En l’espèce, Monsieur [X] [D] et Madame [W] [I], parties perdantes, supporterons in solidum la charge des dépens de l’instance et seront condamnés solidairement à verser à Monsieur [K] [J] la somme de 1.000 euros au titre des dispositions de l’article 700 du code de procédure civile.
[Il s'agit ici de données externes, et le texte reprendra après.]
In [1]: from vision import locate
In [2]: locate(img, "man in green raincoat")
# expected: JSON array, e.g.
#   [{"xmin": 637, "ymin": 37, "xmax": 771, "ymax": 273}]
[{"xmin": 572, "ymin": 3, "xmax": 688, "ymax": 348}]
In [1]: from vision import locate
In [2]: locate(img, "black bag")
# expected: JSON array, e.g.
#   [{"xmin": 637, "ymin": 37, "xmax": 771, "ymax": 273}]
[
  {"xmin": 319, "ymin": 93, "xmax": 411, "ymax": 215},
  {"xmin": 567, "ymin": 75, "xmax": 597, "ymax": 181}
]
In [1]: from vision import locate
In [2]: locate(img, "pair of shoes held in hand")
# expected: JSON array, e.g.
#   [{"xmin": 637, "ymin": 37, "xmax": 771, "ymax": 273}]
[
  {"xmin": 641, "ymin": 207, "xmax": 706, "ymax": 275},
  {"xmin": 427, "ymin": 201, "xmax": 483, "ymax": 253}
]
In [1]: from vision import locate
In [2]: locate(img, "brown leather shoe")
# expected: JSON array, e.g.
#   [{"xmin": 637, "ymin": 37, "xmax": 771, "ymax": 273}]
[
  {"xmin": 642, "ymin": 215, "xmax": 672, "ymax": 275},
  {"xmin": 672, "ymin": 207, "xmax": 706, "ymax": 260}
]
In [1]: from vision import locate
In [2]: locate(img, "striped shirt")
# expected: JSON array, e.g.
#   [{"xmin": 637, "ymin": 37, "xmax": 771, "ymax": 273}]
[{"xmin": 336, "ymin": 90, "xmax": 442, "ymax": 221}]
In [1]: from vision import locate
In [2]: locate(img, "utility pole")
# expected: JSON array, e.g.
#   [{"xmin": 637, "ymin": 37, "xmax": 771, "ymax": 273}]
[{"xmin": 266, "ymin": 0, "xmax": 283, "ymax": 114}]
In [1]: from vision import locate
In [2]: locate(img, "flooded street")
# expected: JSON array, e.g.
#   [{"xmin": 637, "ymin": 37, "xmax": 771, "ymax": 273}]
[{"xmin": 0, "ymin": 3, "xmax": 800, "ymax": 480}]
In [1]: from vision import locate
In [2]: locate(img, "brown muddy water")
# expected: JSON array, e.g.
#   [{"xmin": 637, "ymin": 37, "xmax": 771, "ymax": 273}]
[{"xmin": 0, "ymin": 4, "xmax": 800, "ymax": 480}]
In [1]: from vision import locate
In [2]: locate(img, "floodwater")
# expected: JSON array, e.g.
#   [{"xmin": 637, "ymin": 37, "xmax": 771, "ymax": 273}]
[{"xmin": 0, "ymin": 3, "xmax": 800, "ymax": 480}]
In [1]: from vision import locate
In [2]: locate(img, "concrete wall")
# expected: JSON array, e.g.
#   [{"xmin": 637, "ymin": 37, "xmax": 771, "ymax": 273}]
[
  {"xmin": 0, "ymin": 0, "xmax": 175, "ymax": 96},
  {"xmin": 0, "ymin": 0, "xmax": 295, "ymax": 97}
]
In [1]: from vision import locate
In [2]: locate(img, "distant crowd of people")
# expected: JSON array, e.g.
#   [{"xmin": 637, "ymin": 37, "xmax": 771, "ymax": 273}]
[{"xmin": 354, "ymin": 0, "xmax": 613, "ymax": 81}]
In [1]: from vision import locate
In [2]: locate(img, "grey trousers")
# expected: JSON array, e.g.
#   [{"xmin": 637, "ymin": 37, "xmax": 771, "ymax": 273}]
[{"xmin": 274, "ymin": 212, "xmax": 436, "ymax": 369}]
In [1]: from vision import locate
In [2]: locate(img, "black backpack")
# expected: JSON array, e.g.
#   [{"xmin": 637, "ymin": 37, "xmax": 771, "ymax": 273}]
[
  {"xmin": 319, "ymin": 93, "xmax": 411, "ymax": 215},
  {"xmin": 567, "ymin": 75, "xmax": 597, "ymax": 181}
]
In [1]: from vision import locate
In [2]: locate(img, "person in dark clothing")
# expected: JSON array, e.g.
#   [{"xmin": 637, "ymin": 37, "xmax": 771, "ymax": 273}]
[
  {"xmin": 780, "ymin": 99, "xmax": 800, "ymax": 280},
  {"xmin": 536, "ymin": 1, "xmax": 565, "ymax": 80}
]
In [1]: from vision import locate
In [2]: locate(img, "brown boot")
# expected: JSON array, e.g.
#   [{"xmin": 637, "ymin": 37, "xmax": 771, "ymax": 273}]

Enfin, en application de l’article 514 du code de procédure civile, le présent jugement sera assorti de l'exécution provisoire de droit.
PAR CES MOTIFS :
Le Juge des contentieux de la protection, statuant publiquement par mise à disposition du jugement au greffe à la date indiquée à l’issue des débats en audience publique en application de l’article 450 alinéa 2 du Code de procédure civile, par jugement contradictoire et rendu en premier ressort,
DECLARE l'action de Monsieur [K] [J] recevable ;
CONSTATE la résiliation du bail relatif à l'immeuble d'habitation situé [Adresse 2], à [Localité 5], conclu le 25 octobre 2021 entre Monsieur [K] [J] d’une part et Monsieur [X] [D] d’autre part, à compter du 13 mars 2023 ;
DEBOUTE Monsieur [X] [D] de sa demande en délais de paiement suspensifs des effets de la clause résolutoire ;
CONDAMNE Monsieur [X] [D] à libérer les lieux situés [Adresse 2], à [Localité 5], en satisfaisant aux obligations du locataire ;
A défaut,
ORDONNE l’expulsion de Monsieur [X] [D] et celle de tous occupants de son chef, deux mois après la signification d'un commandement de quitter les lieux, avec si nécessaire l’assistance de la force publique et d’un serrurier ;
RAPPELLE, s'agissant des meubles et objets mobiliers laissés dans les lieux, qu'il devra être procédé conformément aux dispositions des articles L433-1 et L433-2 du Code des procédures civiles d'exécution ;
ORDONNE la transmission de la présente décision, par les soins du greffe, au représentant de l'État dans le Département en vue de la prise en charge du relogement du locataire expulsé dans le cadre du plan départemental d'action pour le logement des personnes défavorisées ;
CONDAMNE solidairement Monsieur [X] [D] et Madame [W] [I] à payer à Monsieur [K] [J] la somme de 4.662,42 euros au titre des loyers, charges et indemnités d'occupation impayés, terme du mois d’avril 2024 inclus, assortie des intérêts au taux légal à compter du commandement de payer sur la somme de 2.987,03 et de la présente décision pour le surplus ;
CONDAMNE solidairement Monsieur [X] [D] et Madame [W] [I] à payer à Monsieur [K] [J] une indemnité d'occupation mensuelle égale au montant du loyer mensuel existant et des charges, subissant les augmentations légales, à compter du 1er mai 2024 et jusqu'à la libération effective des lieux, soit la somme actuelle de 783,36 euros ;
CONDAMNE Monsieur [K] [J] à payer à Monsieur [X] [D] la somme de 610 euros au titre de son préjudice de jouissance ;
DEBOUTE Monsieur [X] [D] de sa demande en réparation de son préjudice moral ;
ORDONNE la compensation des sommes dues par chacune des parties ;
CONDAMNE solidairement Monsieur [X] [D] et Madame [W] [I] à payer à Monsieur [K] [J] une somme de 1.000 euros sur le fondement des dispositions de l’article 700 du code de procédure civile ;
CONDAMNE in solidum Monsieur [X] [D] et Madame [W] [I] aux dépens de l’instance ;
RAPPELLE l'exécution provisoire du présent jugement.
Ainsi jugé et prononcé à LILLE, le 19 août 2024.